Clustering

Sometimes, we want to group 5C interactions into clusters according to some perceived spatial and architectural related-ness. This can happen when we see several nearby “pixels” on a 5C heatmap with high intensities. This section explains the functionality of the lib5c clustering framework, which can be used to identify these clusters using any of a suite of clustering algorithms.

Command-line interfaces

A command-line interface to this clustering framework exists as a separate repository, which can be found at https://bitbucket.org/creminslab/3d-clusterbot

Exposed functionality

The algorithms which make up the clustering framework can be found in the lib5c.algorithms.clustering subpackage.

Core data structures

peak (Dict[str, numeric])

Withing the clustering framework, the term peak is used to refer to an object that represents a single interaction. The data structure used to represent a peak is a dictionary of the form:

{
    'x': 4,
    'y': 7,
    'value': 12.43
}

we can think of peaks as an unfolded contact matrix, where each entry in the contact matrix gets represented as a separate dictionary. This representation may seem overly verbose, but it has the dual advantage of becoming sparse when interactions when peaks with values below some threshold are excluded from clustering, and of providing a simple representation of clusters as lists of peaks (see below).

cluster (List[Dict[str, numeric]])

Within the clustering framework, the term cluster is used to refer to a list of peaks that have been determined to belong together.

Core API

Many different paradigms for clustering operations exist. There are three broadly-defined clustering operations:

  1. cluster assembly (the initial construction of clustered from a flat list of candidate peaks)

  2. cluster merging (the merging of two clusters into one cluster)

  3. cluster splitting (the splitting of clusters into subclusters)

Cluster assembly

The API for cluster assembly is to define a single function

make_clusters(peaks, **kwargs)

that takes in a list of candidate peaks and returns a list of clusters.

The cluster assembly paradigms available are:

knn, via lib5c.algorithms.clustering.knn.make_clusters()

Assembles clusters by classifying each peak into a cluster according to the cluster membership of its nearest neighbors.

adjacency, via lib5c.algorithms.clustering.adjacency.make_clusters()

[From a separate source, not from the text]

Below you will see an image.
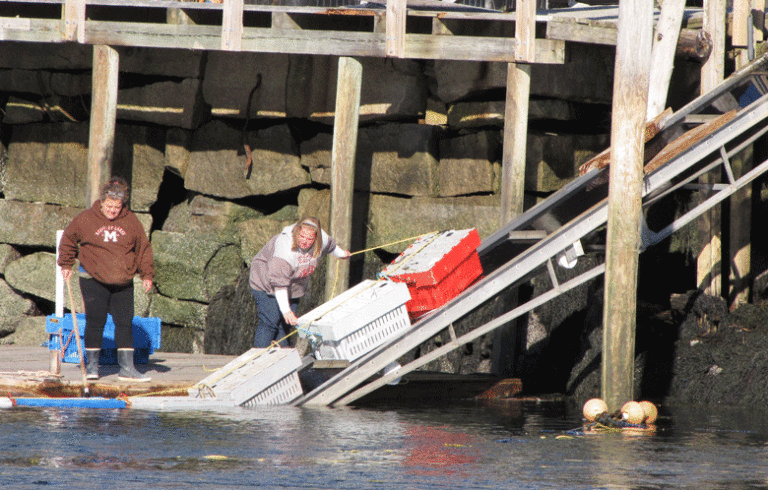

Assumes the clusters are simply the connected components made up of peaks, as judged by spatial adjacency.

greedy, via lib5c.algorithms.clustering.greedy.make_clusters()

Attempts to grow clusters in a greedy fashion by absorbing all nearby peaks and clusters.

Cluster merging

The API for cluster merging is to define a single function

merge_to_which(clusters)

which takes in a list of clusters and returns the index of the cluster that clusters[0] should be merged into, or -1 if clusters[0] shouldn’t be merged.

The cluster merging paradigms available are:

adjacency, via lib5c.algorithms.clustering.adjacency.merge_to_which()

Merges adjacent clusters together.

enclave, via lib5c.algorithms.clustering.enclave.merge_to_which()

Merges clusters together if one cluster completely surrounds another.

To recursively merge a list of clusters using a merge_to_which() function, a utility function is provided as

lib5c.algorithms.clustering.util.merge_clusters()

which takes in the list of clusters and a reference to the merge_to_which() function that defines the merge rule to use, and returns a list of recursively-merged clusters.

Cluster splitting

The API for cluster splitting is to define a single function

split_clusters(clusters, **kwargs)

which takes in a list of clusters and returns a list of clusters that have been recursively split according to some splitting rule. By convention, the splitting rule should be defined in a function called split_cluster(), but different splitting paradigms may use different signatures for this function.

The cluster splitting paradigms available are:

valley, via lib5c.algorithms.clustering.valley.split_clusters()

Splits clusters by identifying “valleys” between the “mountains” that correspond to true clusters.

quasicontiguity, via lib5c.algorithms.clustering.quasicontiguity.split_clusters()

Splits clusters according to a “quasicontiguity” criterion where clusters that are physically separated into two sufficiently large and sufficiently distant subcomponents get split into separate clusters.